Ingredients
For the cake batter:
- 3 eggs
- 200 gr coconut flower sugar
- 260 ml buttermilk
- 280 gr all purpose paleo flour
- 10 gr chocolate (85%) (melted)
- 1 tsp vanilla
- 1 tbsp beetroot powder
- 1 tbsp apple cider vinegar
- 1 tsp soda
For the creme:
- 250 gr Mascarpone (creme cheese)
- 500 ml coconut creme
- 1 tsp vanilla extract
- 100 gr red fruit (strawberries, raspberries, cherries, red currant...)
Servings: pieces
Instructions
- Preheat the oven to 180°C/350°F
- Mix all the ingredients one after the other until you have a smooth cream.
- Transfer the sponge cake batter into a baking form, previously lined with parchment paper.
- Bake for 15 - 20 minutes. Take the cake out of the oven and let it cool.
- Meanwhile prepare the filling: put all the three ingredients into a bowl and mix well with a hand mixer.
- Now cut the sponge cake into four equal pieces. Place the first one on a cake dish, put some of the cream on it equalizing, put another layer on the top, spread cream, do the same with the third and fourth layer. In the end top and the sides the cake with the cream. Decorate with some fruit or marzipan hearts or what ever you like.
Recipe Notes
If you don't find or want to use buttermilk, you can make some acid milk by yourself: 125 gr dairy free yogurt + 135 ml nut milk + 1 tbsp of lemon juice. Mix all well.

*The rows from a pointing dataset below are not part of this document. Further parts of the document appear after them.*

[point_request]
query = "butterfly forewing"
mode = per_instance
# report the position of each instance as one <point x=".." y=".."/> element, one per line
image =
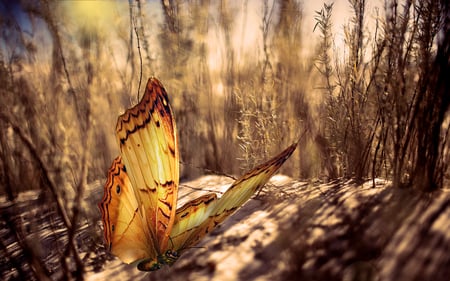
<point x="200" y="216"/>
<point x="122" y="221"/>
<point x="139" y="213"/>
<point x="148" y="144"/>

Beetroot powder gives a nice dark red color, nearly purple. If you want to have a nice red use a few drops of food coloring.
You can give the cake batter any form you like. Square or round doesn't matter. Put the batter thin enough to have 4 equal slices in the end. Or bake already the size and shape you want the cake and just cut the sponge cake horizontally in 4.
You can decorate the cake with all kinds of red fruit or other. A nice decoration with beetroot powder is also a good idea.